Atherosclerosis develops preferentially at branches and curvatures of the arterial tree, where blood flow pattern is disturbed rather than being laminar, and wall shear stress has an irregular distribution without defined directions. The endothelium in the atherosusceptible regions, in comparison to that in atheroresistant regions, shows activation of proproliferative and proinflammatory gene expressions, reduced production of nitric oxide (NO), increased leukocyte adhesion, and permeability, as well as other atheroprone phenotypes. Differences in gene expressions and cell phenotypes have been detected in endothelia residing in native atherosusceptible and atheroresistant regions of the arteries, or in arteries from animal models with artificial creation of disturbed flow. Similar results have also been shown in in vitro systems that apply controlled shear stresses with or without clear directions to cultured endothelial cells in fluid-dynamically designed flow-loading devices. The available evidence indicates that the coordination of multiple signaling networks, rather than individual separate pathways, links the mechanical signals to specific genetic circuitries in orchestrating the mechanoresponsive networks to evoke comprehensive genetic and functional responses.

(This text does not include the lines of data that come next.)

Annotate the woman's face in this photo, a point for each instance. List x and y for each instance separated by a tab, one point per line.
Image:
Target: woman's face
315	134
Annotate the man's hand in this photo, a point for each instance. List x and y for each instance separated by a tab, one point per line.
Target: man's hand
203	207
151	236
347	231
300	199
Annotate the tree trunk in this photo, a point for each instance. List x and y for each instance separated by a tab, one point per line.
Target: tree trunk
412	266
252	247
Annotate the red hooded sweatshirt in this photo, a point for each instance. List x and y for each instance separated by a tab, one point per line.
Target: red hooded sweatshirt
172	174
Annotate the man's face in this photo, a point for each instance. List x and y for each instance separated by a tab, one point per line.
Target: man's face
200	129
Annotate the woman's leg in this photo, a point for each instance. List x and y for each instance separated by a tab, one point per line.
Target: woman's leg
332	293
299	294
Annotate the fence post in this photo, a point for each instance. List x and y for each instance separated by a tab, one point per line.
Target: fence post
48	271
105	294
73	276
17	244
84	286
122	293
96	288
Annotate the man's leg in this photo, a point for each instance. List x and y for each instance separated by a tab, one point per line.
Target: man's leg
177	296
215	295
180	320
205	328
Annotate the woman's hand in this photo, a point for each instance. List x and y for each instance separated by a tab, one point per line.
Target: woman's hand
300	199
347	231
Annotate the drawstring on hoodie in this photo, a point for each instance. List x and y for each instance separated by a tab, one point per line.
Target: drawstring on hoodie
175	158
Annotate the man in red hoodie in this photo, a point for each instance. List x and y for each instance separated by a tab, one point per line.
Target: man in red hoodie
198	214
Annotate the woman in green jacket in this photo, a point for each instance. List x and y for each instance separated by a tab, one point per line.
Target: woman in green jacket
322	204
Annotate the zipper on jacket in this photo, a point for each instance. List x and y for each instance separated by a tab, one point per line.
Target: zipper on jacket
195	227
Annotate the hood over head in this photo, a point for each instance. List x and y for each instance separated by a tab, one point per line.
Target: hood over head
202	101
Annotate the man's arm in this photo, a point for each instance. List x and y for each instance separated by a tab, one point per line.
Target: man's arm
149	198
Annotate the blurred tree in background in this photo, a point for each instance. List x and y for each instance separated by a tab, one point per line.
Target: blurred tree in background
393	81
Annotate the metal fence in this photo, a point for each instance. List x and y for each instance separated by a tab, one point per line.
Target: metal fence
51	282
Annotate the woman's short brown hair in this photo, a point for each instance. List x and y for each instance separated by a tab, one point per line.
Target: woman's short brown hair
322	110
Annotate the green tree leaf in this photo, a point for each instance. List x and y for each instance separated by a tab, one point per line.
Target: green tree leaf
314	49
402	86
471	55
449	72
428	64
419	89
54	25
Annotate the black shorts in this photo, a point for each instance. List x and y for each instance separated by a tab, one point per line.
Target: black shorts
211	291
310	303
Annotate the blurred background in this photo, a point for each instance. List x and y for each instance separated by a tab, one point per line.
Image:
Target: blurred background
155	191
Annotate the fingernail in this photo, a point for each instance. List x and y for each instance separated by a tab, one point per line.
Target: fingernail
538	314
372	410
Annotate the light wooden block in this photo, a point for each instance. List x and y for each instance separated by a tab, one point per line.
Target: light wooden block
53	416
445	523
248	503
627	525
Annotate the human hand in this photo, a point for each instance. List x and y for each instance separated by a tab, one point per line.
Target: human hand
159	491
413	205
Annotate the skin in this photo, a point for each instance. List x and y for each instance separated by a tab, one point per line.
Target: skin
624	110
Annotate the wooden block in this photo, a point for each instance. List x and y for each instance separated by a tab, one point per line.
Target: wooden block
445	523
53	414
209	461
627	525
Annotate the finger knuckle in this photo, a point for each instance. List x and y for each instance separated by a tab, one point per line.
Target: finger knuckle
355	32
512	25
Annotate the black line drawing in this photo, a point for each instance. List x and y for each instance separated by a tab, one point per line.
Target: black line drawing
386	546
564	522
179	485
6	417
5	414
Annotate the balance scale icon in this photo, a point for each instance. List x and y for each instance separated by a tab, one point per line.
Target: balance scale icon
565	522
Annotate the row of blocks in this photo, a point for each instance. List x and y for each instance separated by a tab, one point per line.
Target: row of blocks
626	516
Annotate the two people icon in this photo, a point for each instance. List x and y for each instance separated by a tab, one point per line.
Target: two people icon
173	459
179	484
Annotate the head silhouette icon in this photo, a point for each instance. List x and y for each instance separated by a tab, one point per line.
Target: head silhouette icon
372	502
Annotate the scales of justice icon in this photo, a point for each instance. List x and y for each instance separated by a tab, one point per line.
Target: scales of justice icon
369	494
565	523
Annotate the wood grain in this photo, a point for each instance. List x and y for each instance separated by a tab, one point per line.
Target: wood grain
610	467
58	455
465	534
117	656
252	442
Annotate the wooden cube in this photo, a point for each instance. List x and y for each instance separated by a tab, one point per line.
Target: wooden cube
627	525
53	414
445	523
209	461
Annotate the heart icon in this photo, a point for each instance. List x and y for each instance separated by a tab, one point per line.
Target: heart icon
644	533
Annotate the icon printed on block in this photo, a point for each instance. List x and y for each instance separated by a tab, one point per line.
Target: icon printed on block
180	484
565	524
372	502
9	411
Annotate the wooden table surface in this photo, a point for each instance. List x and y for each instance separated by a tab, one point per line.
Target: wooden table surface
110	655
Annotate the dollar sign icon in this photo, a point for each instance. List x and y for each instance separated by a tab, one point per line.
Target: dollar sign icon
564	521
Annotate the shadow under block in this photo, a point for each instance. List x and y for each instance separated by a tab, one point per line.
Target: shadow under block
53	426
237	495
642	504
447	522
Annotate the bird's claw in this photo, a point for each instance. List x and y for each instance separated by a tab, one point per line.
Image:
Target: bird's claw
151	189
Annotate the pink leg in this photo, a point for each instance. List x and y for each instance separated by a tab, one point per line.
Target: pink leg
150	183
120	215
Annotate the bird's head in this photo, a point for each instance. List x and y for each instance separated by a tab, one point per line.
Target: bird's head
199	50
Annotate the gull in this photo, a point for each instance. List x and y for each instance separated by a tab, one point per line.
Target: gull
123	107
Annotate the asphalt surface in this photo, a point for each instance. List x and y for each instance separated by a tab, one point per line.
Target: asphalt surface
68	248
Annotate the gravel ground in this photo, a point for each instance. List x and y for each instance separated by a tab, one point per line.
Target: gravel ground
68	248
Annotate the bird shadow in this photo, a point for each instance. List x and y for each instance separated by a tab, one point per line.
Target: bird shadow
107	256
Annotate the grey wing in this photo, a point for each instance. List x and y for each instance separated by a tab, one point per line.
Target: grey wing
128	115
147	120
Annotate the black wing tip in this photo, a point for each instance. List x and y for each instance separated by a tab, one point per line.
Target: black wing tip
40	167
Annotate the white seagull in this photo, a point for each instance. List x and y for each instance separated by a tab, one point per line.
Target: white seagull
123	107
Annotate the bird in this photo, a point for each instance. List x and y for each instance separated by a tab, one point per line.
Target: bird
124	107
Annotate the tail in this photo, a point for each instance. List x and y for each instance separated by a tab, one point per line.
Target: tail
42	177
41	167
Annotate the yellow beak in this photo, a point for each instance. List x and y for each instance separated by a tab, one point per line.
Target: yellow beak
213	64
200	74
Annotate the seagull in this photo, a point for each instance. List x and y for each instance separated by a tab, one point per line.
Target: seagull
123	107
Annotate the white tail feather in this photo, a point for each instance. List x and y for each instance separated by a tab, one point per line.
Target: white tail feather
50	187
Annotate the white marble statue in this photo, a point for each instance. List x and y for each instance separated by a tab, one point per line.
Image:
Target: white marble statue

Keywords: atherosclerosis; cellular mechanotransduction; hemodynamics.

Figure 1

Schematic diagram showing endothelial mechanotransduction and signaling induced by shear stress. Shear stress stimulates endothelial cells (ECs) through the activation of mechanosensors, including integrins, tyrosine kinase receptors (TKRs), G proteins and G protein-coupled receptors (GPCRs), ion channels, intercellular junction proteins (e.g., VE-cadherin and PECAM-1), caveolae, membrane lipids, and glycocalyx. These mechanosensors act through adaptor molecules (e.g., Shc) to trigger the activation of signaling molecules such as Ras, Rho, phosphatidylinositol-3-kinase (PI3K), and mitogen-activated protein kinases (MAPKs), which then activate eNOS, Smad1/5, and the transcription factors and cofactors (e.g., KLF2, NF kB, and AP-1) to regulate the expression of a number of functional genes such as eNOS, VCAM-1, and MCP-1, as well as microRNAs (miRs). This diagram illustrates that multiple signaling pathways coordinate to form mechanoresponsive networks to modulate EC phenotype and function.

Figure 2

Schematic diagram showing the modulation of gene expression and phenotype of smooth muscle cells (SMCs) by shear stress via ECs. Shear stress with sufficient magnitude and clear directions, i.e., laminar shear stress (LSS) and pulsatile shear stress (PSS), differ from that with a low magnitude and no clear direction, i.e., low shear stress and oscillatory shear stress (OSS) in their regulation of the release of secretory molecules such as NO, prostacyclin (PGI2), PDGF-BB and TGF-b1, and miRs. The uptake of NO, PGI2, and exosome-embedded miR-143/-145 by SMCs leads to functional targeting in SMCs with the promotion of a quiescent phenotype. In contrast, the PDGF-BB, TGF-b1, and Argonaute 2 (Ago2)-carried miR-126 released by ECs subjected to low shear stress or OSS induce an activated phenotype of SMCs.